Investigados pela morte do cão Orelha são alvos de mandados da polícia em SC

Ao menos quatro adolescentes são suspeitos de envolvimento na morte do animal (Foto: Reprodução)

Os investigados pela morte do cão Orelha, cachorro comunitário da Praia Brava, em Florianópolis, morto após ser vítima de maus-tratos, são alvos de mandados de busca e apreensão nesta segunda-feira (26). De acordo com o delegado-geral da Polícia Civil de Santa Catarina, Ulisses Gabriel, os mandados miram dois adolescentes e um adulto .

Os três cumprimentos são feitos pela Delegacia de Proteção Animal do Departamento de Investigação Criminal da Capita (DPA/DIC) nas casas dos investigados.
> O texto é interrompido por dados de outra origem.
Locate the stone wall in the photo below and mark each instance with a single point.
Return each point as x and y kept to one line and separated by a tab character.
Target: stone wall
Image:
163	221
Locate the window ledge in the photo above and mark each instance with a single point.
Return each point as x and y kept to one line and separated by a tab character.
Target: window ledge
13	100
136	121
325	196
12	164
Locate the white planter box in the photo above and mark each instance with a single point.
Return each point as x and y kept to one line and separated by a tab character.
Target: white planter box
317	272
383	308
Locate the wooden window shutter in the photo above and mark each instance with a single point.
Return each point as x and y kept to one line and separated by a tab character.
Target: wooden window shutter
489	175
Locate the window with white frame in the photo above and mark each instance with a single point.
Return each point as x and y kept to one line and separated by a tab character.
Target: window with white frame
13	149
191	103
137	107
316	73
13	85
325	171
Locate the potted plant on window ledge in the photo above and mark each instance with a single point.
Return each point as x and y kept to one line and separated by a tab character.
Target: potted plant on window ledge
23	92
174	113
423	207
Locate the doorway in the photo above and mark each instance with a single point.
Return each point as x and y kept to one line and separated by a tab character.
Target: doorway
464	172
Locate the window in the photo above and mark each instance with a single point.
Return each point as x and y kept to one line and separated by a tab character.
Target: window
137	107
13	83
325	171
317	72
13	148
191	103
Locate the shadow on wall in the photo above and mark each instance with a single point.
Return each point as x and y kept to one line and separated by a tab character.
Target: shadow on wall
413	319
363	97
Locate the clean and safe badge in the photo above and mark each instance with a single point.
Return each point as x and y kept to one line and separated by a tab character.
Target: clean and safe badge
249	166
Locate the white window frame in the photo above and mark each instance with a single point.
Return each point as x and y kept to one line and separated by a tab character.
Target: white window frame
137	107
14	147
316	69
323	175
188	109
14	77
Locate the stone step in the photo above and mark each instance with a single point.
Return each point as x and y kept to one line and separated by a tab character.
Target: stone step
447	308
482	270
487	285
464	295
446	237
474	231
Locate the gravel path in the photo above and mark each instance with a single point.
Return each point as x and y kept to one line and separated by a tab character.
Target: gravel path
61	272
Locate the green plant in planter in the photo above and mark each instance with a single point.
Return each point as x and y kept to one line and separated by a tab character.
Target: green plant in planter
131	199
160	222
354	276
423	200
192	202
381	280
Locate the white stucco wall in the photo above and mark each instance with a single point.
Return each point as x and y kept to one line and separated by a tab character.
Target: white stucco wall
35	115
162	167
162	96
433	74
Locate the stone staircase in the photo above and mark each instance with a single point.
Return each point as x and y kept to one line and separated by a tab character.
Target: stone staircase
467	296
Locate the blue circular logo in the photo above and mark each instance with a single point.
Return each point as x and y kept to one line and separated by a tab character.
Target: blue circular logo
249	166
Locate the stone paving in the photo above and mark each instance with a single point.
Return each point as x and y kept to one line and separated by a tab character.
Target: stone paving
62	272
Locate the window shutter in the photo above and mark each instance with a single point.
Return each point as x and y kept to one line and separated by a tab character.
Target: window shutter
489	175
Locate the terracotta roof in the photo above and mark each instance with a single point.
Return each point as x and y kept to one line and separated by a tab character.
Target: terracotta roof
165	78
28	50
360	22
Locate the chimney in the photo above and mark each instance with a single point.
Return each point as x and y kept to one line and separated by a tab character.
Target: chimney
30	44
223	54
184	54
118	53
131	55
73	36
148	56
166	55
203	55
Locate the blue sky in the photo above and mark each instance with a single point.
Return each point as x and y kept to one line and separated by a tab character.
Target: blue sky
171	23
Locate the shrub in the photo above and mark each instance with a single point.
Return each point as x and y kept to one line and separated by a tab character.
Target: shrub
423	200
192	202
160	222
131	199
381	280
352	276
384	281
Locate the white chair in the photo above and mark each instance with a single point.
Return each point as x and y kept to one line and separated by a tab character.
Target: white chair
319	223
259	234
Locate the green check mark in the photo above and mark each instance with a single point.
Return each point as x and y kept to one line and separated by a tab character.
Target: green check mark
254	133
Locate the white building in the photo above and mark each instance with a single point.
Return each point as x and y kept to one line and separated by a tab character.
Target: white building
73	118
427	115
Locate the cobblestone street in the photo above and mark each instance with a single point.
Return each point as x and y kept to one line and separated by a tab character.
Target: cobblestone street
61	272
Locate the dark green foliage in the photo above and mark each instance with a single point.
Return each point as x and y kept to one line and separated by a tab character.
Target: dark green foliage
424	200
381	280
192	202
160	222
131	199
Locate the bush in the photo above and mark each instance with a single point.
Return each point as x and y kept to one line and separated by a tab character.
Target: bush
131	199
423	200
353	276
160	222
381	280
O objetivo, segundo a Polícia Civil, é buscar mais provas para a investigação. Ao menos quatro adolescentes são suspeitos de envolvimento na morte do cão Orelha.

Segundo a 10ª Promotoria de Justiça, a investigação estava na fase de oitivas, ou seja, na coleta de depoimentos, além de outras buscas. Já foram ouvidos diversos envolvidos no caso, e novos depoimentos irão ocorrer nos próximos dias, com o avanço das investigações.

A Delegacia de Proteção à Criança, ao Adolescente, à Mulher e ao Idoso (Dpcami) deve concluir a fase de coleta de depoimentos nos próximos dias e encaminhar o procedimento ao Ministério Público. Em seguida, a 10ª Promotoria de Justiça dever ouvir os adolescentes supostamente envolvidos e dar os devidos encaminhamentos.

“Em casos que envolvem adolescentes, os encaminhamentos observam o que está previsto no Estatuto da Criança e do Adolescente, que estabelece procedimentos próprios para a apuração de atos infracionais e aplicação de medidas socioeducativas, sempre mediante análise técnica e decisão do sistema de Justiça, respeitando os princípios e garantias inerentes aos adolescentes em conflito com a lei”, disse o Ministério Público de Santa Catarina (MPSC) em novas informações divulgadas neste domingo (25).

Entenda o caso

Moradores do bairro Praia Brava, na região Norte de Florianópolis, pedem justiça após Orelha, um cão comunitário, ficar gravemente ferido a pauladas no dia 15 de janeiro. Segundo o delegado-geral de Santa Catarina, Ulisses Gabriel, os suspeitos pelo crime seriam adolescentes.

O cachorro, também conhecido como Preto, vivia há mais de 10 anos na região, segundo a comunidade, e era cuidado por pessoas que moravam nos arredores, além de pescadores. Após a agressão, o cãozinho foi encontrado com vários ferimentos em uma área de mata da Praia Brava e levado ao veterinário por moradores. Não foi possível salvá-lo e, por isso, ele foi submetido à eutanásia.

Uma das moradoras da Praia Brava fez uma postagem em uma rede social afirmando que o ato chegou a ser filmado por um vigia do local que, ao divulgar as imagens, teria sido ameaçado pelos pais dos suspeitos, segundo ela.

Com informações do Portal NSC

Orelha vivia há pelo menos 10 anos no bairro (Foto: Redes sociais, Reprodução)

Orelha era cuidado por moradores da Praia Brava, em Florianópolis (Foto: Redes sociais, Reprodução)

Cão foi morto a pauladas, segundo a Polícia Civil (Foto: Redes sociais, Reprodução)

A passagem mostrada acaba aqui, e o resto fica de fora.